В меру строгий, в меру справедливый и бесконечно не понимающий меня и мою внутреннюю вселенную с самого детства, отец всегда казался мне человеком из совершенно другого мира.
Дирижабли... как отчаянно я мечтал полетать на них, а еще лучше — построить свой, когда был ребенком. Как только я впервые увидел одного из этих больших небесных китов — а в первое мгновение мне пришла в голову только ассоциация с картинкой из твоих книг, которые ты часто оставляла открытыми — в какой-то старой военной хронике, восхищение перед еще одним чудом воздушной техники захватило меня, увлекая в мир фантазий, где я, конечно, был великим изобретателем, делающим никому не нужные — как я понимаю сейчас — новаторские открытия. Ты тогда смеялась и радостно хлопала в ладоши, говоря, что я тоже могу видеть чудо там, где обычно вижу лишь механизмы и явления. Отец же только неодобрительно смотрел на мои папки с коллекциями вырезок из старых газет и качал головой.
Качал головой он и когда я пытался откладывать карманные деньги, в надежде накопить на телескоп. Мы часто ссорились из-за того, что все мои мысли словно приклеены к небу и звездам, тогда как мне следовало бы думать о будущем, которое так или иначе связано с землей, по которой мы ходим.
Но не для меня — думал я тогда.
Это серое утро отпечаталось в моей памяти так же ярко, как и тот осенний день, солнечный и теплый, навсегда разлучивший меня со столь любимой мною матерью.
Мне было пятьдесят — слишком много, чтобы оглядываться на мнение родителей, слишком мало, чтобы смириться с их утратой.
Если с подобной утратой вообще можно смириться.
Она угасла слишком рано, словно это было чьей-то ошибкой, а отец не заставил ее долго ждать там — где бы она его ни ждала. Два удара с разницей в полгода сильно отпечатались на каждом из нас. Я знал, что если я и Роджер не будем держаться, то ты и весь твой внутренний мир, полный почти забытых сказок, может сломаться.

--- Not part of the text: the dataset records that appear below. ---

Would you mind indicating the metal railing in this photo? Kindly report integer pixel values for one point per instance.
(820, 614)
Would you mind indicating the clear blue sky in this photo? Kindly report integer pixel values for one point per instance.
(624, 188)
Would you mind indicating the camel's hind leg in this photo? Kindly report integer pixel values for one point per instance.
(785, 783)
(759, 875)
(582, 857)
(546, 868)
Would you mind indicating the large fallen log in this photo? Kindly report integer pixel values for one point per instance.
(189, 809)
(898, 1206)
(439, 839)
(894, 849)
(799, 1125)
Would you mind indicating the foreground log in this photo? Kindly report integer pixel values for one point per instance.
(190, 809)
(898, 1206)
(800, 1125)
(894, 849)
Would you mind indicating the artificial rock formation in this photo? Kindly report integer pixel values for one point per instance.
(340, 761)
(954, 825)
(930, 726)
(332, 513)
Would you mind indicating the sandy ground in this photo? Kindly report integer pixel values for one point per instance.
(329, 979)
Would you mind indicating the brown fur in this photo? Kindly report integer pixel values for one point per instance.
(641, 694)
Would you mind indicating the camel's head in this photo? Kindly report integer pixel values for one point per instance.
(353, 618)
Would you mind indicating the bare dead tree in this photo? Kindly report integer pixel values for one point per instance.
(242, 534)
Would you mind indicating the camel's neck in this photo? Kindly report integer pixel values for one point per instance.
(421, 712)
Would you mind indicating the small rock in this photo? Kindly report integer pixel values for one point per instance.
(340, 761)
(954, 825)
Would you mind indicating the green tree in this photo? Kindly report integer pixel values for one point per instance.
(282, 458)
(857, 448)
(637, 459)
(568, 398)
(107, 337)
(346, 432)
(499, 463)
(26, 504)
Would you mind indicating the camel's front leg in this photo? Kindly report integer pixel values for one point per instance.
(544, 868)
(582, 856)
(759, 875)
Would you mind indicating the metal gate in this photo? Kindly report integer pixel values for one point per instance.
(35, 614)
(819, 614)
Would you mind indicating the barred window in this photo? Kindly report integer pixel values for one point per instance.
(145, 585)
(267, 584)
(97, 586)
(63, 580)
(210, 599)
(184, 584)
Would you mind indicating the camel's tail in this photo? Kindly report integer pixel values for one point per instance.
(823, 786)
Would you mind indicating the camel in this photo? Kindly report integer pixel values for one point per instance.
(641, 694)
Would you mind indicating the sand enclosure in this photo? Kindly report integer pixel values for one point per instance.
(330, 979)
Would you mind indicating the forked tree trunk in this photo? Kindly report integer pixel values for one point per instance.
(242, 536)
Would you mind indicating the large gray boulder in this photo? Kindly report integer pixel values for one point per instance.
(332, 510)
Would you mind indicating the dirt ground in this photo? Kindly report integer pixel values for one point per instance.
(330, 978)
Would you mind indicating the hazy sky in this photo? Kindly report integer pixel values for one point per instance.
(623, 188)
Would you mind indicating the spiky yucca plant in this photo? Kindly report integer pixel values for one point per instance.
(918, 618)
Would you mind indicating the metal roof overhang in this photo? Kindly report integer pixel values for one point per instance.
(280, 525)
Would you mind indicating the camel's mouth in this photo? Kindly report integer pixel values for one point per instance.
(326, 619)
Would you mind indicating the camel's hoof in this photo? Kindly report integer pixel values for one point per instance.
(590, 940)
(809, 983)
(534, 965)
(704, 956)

Моя целеустремленная маленькая сестренка, добившаяся в жизни всего, что только могла пожелать, ты была все той же — нежной маленькой Эстэ с соломенными волосами, которую я помнил. Хрупкой, как никогда за последние тридцать лет.
— Энтони... — снова повторил отец, и я наклонился так близко к нему, как только мог. — Ты знаешь... я... мы... давно должны были тебе сказать... — он хрипло закашлялся. — Ты должен знать, Энтони, что...
Я видел, что ему все труднее дышать, но отец закрыл глаза и еле заметно мотнул головой, прося меня сохранять молчание. Я подчинился.
— ...вы с Эстэ... не брат и сестра.
Меня словно поразило молнией, на мгновенье мне показалось, что я ослеп — так сильно было потрясение, испытанное мной.
— Когда мы с твоей матерью поженились... у нее уже был ты... А мать Эстэ умерла при... очень тяжелых родах. Тебе было... чуть больше трех... поэтому ты не запомнил, а мы никогда вам не рассказывали... воспитывая... как родных, — он снова прикрыл глаза и замолчал, пытаясь отдышаться. — Твоя... твоя мать в последние годы очень... сожалела об этом, считая ошибкой... считая, что мы... сломали твою жизнь.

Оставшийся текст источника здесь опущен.